MCP is Anthropic's open standard for connecting AI models to external tools, data sources, and services using a JSON-RPC 2.0 interface. It gives AI agents a standardized mechanism to call tools such as file system access, database queries, API integrations, and browser automation without requiring custom integration code for each capability. MCP servers expose tool definitions that describe the available functions, their parameters, and their expected outputs.

What is the biggest security risk in MCP deployments?

Indirect prompt injection through tool responses is the highest-priority risk for most deployments. When an MCP tool returns content from an external source (a web page, a file, an API response), that content enters the model's context window. An attacker who can write adversarial instructions into any content the tool retrieves can hijack the agent's behavior without any access to the model itself or the user-facing interface. A single poisoned document in a connected knowledge base, or a malicious web page that an MCP browser tool visits, is sufficient to execute the attack.

What is MCP tool poisoning?

MCP tool poisoning is an attack in which a malicious MCP server exposes tool definitions that misrepresent their actual behavior, or a legitimate server is compromised to add undeclared capabilities. Repello's research demonstrated a full exploitation chain from a poisoned tool definition to remote code execution. The attack exploits the fact that agents often cannot distinguish between a tool that does what its definition claims and one that performs additional undeclared actions alongside the declared function.

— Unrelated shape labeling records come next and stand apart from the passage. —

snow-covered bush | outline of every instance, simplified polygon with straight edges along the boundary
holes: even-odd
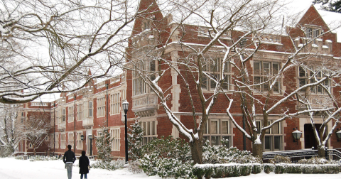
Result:
[[[196,164],[193,166],[193,174],[205,178],[247,176],[259,173],[262,169],[261,163]]]
[[[301,159],[298,161],[300,164],[337,164],[337,161],[326,160],[324,158],[312,157],[309,159]]]
[[[158,175],[163,178],[194,178],[192,173],[193,162],[183,162],[174,158],[163,158],[156,153],[146,154],[140,159],[144,172],[149,175]]]
[[[261,163],[262,161],[254,157],[249,151],[239,151],[236,147],[227,148],[221,146],[202,147],[203,163]]]
[[[142,168],[140,167],[140,162],[139,161],[129,161],[128,166],[128,170],[132,173],[140,173],[142,172]]]
[[[131,125],[131,129],[128,129],[128,154],[129,159],[136,161],[141,158],[143,155],[141,153],[141,143],[144,139],[144,131],[142,126],[139,125],[139,122],[135,121]]]
[[[270,164],[273,165],[273,164]],[[340,167],[337,164],[293,164],[277,163],[275,164],[274,171],[276,174],[281,173],[339,173]],[[265,168],[267,168],[264,165]],[[271,168],[272,169],[272,168]]]
[[[177,158],[182,162],[190,161],[192,158],[188,143],[184,139],[174,139],[171,136],[151,141],[142,147],[141,153],[144,156],[153,154],[160,158]]]
[[[104,163],[110,163],[112,160],[111,153],[112,142],[114,139],[110,139],[109,129],[105,126],[105,124],[102,127],[100,135],[95,137],[98,158]]]
[[[271,172],[275,171],[275,165],[272,163],[264,163],[263,167],[264,168],[264,172],[266,173],[270,173]]]
[[[123,168],[126,163],[124,160],[112,161],[107,162],[103,161],[97,161],[90,163],[90,166],[94,168],[102,168],[108,170],[114,170],[119,168]]]
[[[276,164],[276,163],[291,163],[291,159],[287,156],[275,156],[274,158],[271,158],[269,161],[270,163]]]

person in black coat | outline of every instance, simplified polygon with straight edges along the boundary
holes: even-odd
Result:
[[[82,156],[80,157],[80,179],[83,178],[83,174],[85,175],[85,178],[87,179],[87,174],[89,173],[89,166],[90,166],[90,162],[89,161],[89,158],[85,156],[85,151],[82,151]]]

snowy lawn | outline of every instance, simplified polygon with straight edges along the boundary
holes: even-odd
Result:
[[[76,161],[77,163],[78,162]],[[74,166],[72,169],[72,178],[80,178],[79,168]],[[28,160],[16,160],[13,158],[0,158],[0,178],[1,179],[60,179],[67,178],[66,169],[62,161],[35,161]],[[148,177],[144,173],[133,174],[126,168],[109,171],[102,169],[92,168],[88,174],[89,179],[112,179],[112,178],[148,178],[161,179],[160,177]],[[227,178],[252,178],[252,179],[319,179],[319,178],[341,178],[339,174],[251,174],[245,177],[232,177]]]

How does least privilege apply to MCP?

Least privilege for MCP means each tool receives only the permissions required for its specific, declared function. A file-reading tool gets read access to a defined path, not write access or access to other directories. A database query tool uses credentials scoped to the tables it needs, not admin credentials. Least privilege limits the blast radius of a compromised tool integration: an attacker who controls the tool's execution through prompt injection can only act within the permissions the tool already has.

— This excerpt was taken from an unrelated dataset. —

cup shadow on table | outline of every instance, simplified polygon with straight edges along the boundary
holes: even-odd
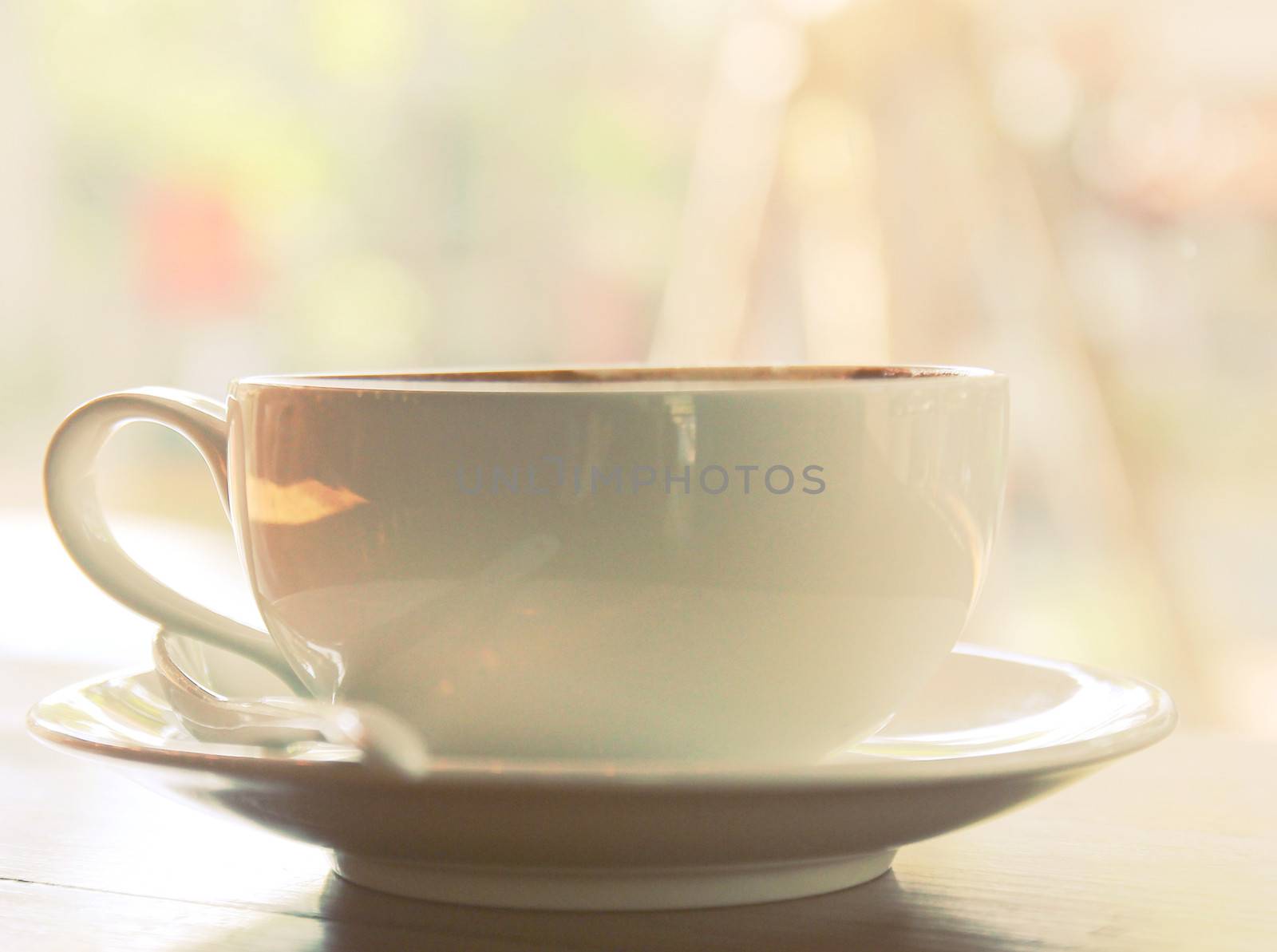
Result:
[[[480,909],[387,896],[329,874],[317,901],[318,948],[366,948],[374,932],[439,948],[997,949],[991,923],[936,907],[894,872],[850,889],[784,902],[656,912]],[[976,939],[978,937],[978,941]],[[1010,941],[1011,937],[1005,937]]]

Should I use model-level instructions to restrict MCP tool access?

No. Model-level instructions for tool access control are insufficient as a primary control because they can be overridden through prompt injection. If an attacker can inject instructions into the model's context (through a tool response, a poisoned RAG document, or any other indirect injection path), those instructions can override the model's policy instructions. Access control should be enforced at the MCP gateway layer, where it operates independently of the model's context window state.

How often should I red team MCP integrations?

MCP integrations should be red teamed before initial production deployment and after every update to any connected MCP server, agent framework version, or model version. The attack surface changes with each update: a new tool definition expands the injection surface, a model update changes how tool responses are processed, and a framework update may add new MCP connections. Continuous regression testing, rather than periodic assessments, is the only approach that keeps pace with the rate of change in MCP-integrated environments.